その翌年、僕はその病院の内科の責任者に抜擢された。他の製薬会社の、手のひらを返したような対応にはびっくりした。今度は僕に接待攻勢が始まったのだ。特に、国内トップメーカーの担当者は、今まで上目遣いでしか会釈してくれなかったのに、急にすり寄って来て、今度食事に行きましょうときた。余談であるが、これ以降その製薬会社とはどうにもこうにも相性が悪く、現在もほとんど付き合いがない。
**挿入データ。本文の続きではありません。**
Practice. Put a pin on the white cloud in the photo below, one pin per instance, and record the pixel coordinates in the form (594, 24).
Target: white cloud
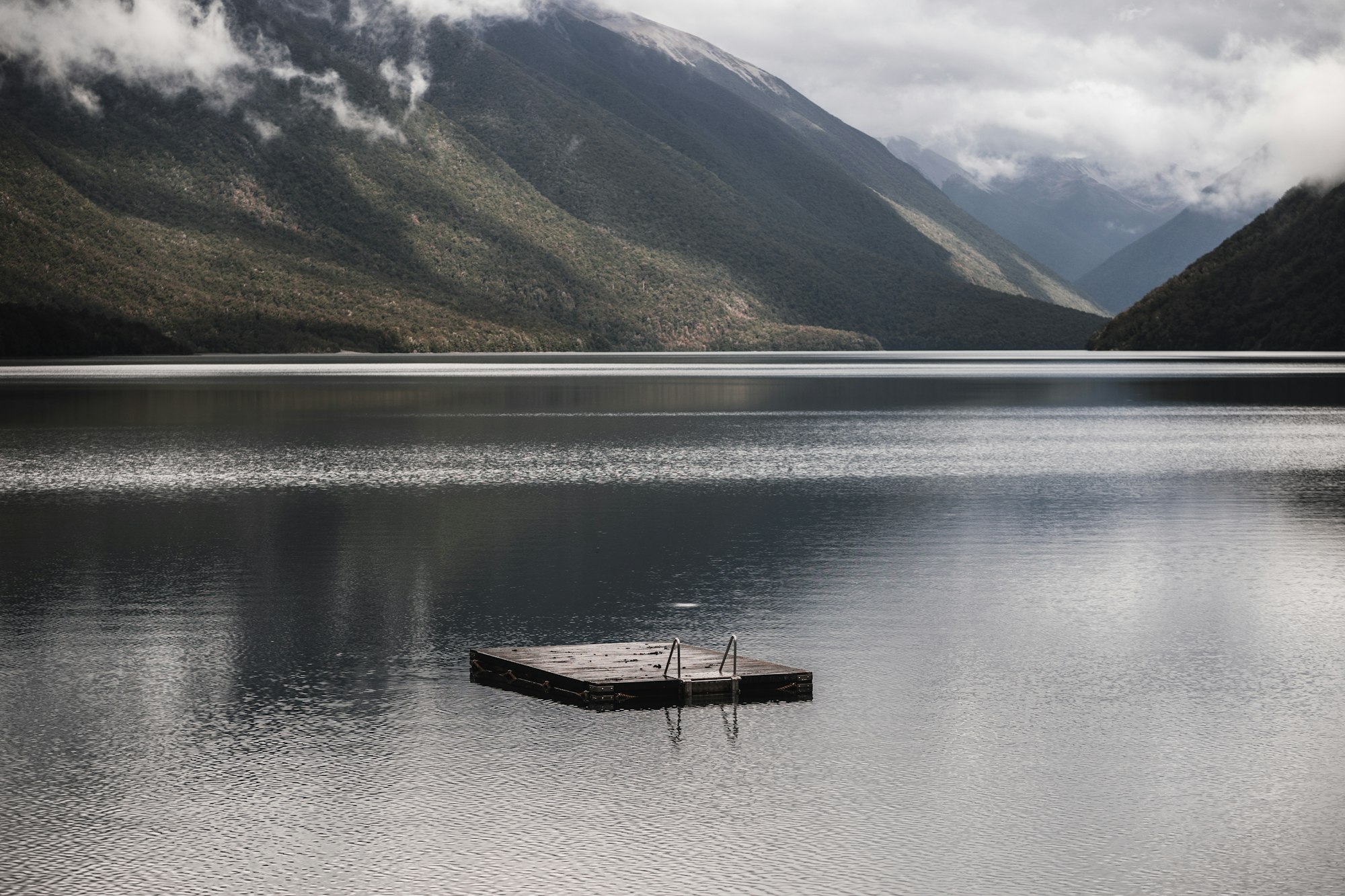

さらにその翌年、僕は上京することになった。雪解けのため太陽の反射がきらきらまぶしい北海道の3月、彼が親しい何人かと送別会を開いてくれた。詳細は憶えていないが、「北海道の春の気配」「薄暗い西洋居酒屋」「親しい友人との別れ」、そんな切ない印象だけが強く残っている。

その後、彼も関東地方へ、そして大阪への転勤になった。僕が和歌山に帰ってきてからは、佐野さんが大阪に来る度に連絡が来て一緒にコンサートに行き、帰りは居酒屋でコンサートの内容を熱く語り、彼のワンルームマンションにも何度も泊めてもらった。
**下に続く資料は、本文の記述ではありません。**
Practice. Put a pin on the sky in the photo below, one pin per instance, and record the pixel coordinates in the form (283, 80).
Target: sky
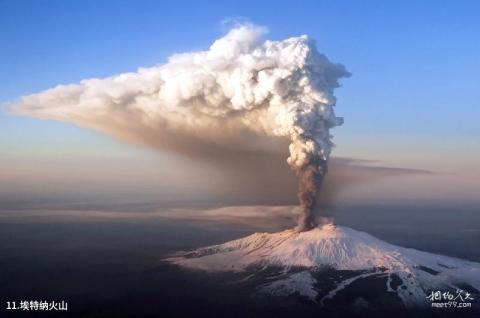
(411, 101)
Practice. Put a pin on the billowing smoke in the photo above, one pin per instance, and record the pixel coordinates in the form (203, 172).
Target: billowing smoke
(242, 94)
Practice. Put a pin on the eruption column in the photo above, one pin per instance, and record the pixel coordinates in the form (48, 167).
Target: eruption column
(239, 95)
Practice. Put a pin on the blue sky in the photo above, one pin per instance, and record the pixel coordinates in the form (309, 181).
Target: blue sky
(414, 64)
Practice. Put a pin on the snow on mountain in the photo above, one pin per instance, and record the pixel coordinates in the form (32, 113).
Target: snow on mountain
(339, 248)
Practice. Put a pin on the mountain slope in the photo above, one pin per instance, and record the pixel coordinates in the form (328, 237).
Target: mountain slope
(339, 248)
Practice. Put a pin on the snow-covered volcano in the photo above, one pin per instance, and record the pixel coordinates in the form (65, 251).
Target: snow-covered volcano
(408, 273)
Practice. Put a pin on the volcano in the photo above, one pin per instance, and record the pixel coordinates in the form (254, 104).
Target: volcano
(323, 263)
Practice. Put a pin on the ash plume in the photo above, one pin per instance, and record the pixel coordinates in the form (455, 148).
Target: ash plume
(243, 94)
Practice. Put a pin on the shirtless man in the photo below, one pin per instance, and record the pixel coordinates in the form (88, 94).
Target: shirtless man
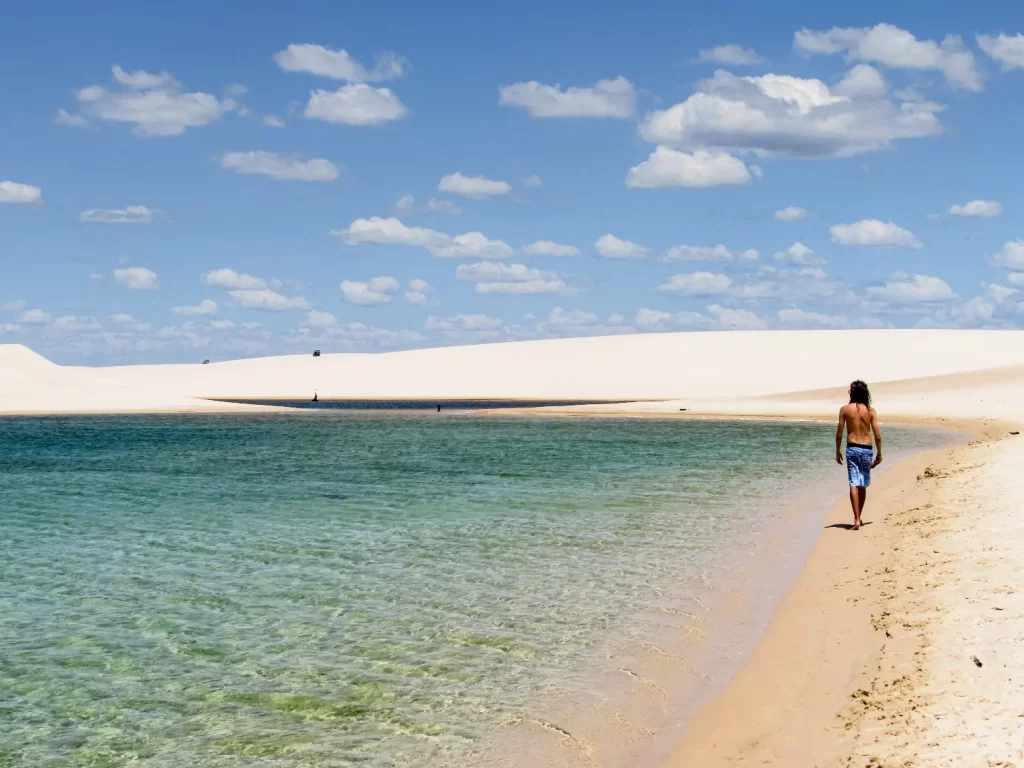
(860, 422)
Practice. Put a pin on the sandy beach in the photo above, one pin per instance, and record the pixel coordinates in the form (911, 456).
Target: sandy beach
(897, 645)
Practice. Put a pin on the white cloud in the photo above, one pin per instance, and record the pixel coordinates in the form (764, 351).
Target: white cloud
(547, 248)
(72, 121)
(873, 232)
(708, 253)
(473, 186)
(206, 306)
(911, 289)
(983, 208)
(608, 98)
(153, 103)
(863, 81)
(696, 284)
(796, 317)
(266, 299)
(734, 320)
(730, 54)
(355, 103)
(441, 206)
(378, 291)
(471, 246)
(612, 248)
(667, 167)
(389, 230)
(496, 278)
(1007, 49)
(11, 192)
(232, 281)
(656, 320)
(1010, 256)
(338, 65)
(419, 292)
(798, 253)
(34, 317)
(137, 278)
(128, 215)
(379, 230)
(316, 318)
(782, 115)
(896, 48)
(281, 167)
(791, 213)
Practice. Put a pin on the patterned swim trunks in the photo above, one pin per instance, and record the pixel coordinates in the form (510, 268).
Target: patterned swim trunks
(858, 464)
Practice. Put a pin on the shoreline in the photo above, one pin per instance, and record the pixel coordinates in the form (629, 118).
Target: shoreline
(814, 691)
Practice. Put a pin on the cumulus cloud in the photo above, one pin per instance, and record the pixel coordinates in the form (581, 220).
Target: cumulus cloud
(473, 186)
(729, 318)
(696, 284)
(657, 320)
(266, 299)
(791, 213)
(708, 253)
(666, 167)
(608, 98)
(1010, 256)
(982, 208)
(153, 103)
(873, 232)
(281, 167)
(419, 292)
(732, 54)
(11, 192)
(798, 253)
(232, 281)
(903, 289)
(783, 115)
(206, 306)
(137, 278)
(338, 65)
(128, 215)
(496, 278)
(863, 81)
(378, 291)
(613, 248)
(1007, 49)
(355, 103)
(896, 48)
(547, 248)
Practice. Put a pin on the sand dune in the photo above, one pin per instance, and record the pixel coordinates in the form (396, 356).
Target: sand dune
(690, 366)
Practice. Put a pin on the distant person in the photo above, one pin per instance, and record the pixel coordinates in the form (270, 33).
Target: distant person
(860, 423)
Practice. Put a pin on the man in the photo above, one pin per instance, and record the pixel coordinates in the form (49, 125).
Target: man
(860, 422)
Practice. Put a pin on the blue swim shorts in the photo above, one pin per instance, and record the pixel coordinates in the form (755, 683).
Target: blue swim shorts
(858, 465)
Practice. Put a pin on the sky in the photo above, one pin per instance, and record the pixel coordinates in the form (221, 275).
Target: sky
(217, 180)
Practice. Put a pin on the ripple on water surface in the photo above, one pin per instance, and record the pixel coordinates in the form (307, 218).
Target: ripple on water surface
(360, 590)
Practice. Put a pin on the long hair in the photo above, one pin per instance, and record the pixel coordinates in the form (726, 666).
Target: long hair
(860, 393)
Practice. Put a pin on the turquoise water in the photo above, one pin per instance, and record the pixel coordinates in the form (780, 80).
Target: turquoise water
(343, 590)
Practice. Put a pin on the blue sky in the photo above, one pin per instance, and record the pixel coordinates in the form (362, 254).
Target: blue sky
(200, 181)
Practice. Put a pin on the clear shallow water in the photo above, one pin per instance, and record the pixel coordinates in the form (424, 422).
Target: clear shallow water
(343, 590)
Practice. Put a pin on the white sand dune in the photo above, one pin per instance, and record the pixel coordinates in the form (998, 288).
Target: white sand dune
(695, 367)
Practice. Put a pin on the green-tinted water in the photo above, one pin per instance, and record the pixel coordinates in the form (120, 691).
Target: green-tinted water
(342, 590)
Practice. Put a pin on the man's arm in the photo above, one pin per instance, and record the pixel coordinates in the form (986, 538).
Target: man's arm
(878, 438)
(839, 435)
彼とは、医師と製薬会社担当、持ちつ持たれつの関係を超えて、まさにファン同士、佐野さんがコンサートでいつもMCするように「ここにいる奴に、やな奴は一人もいないぜ!」長い付き合いをさせてもらっている。ちょっと前に結婚したことがはがきで知らされ、最近の年賀状では子供さんも出来たようだ。
当時下っ端の若き青い医者が今や一端の開業医、ぎこちない新米のMRだった彼も、今や本社で製品のプロモートに関する仕事に従事している。
佐野さんを介して、僕の医師人生の初期からの歩みを、常に遠くから見ていてくれる友人に出会えた。全く異なる人生を歩んでいた人間を引き合わせてくれた佐野さんに改めて感謝したい。そしていつの日か、彼の家族と僕の家族で佐野さんのコンサートに行けたなら、至福の喜びである。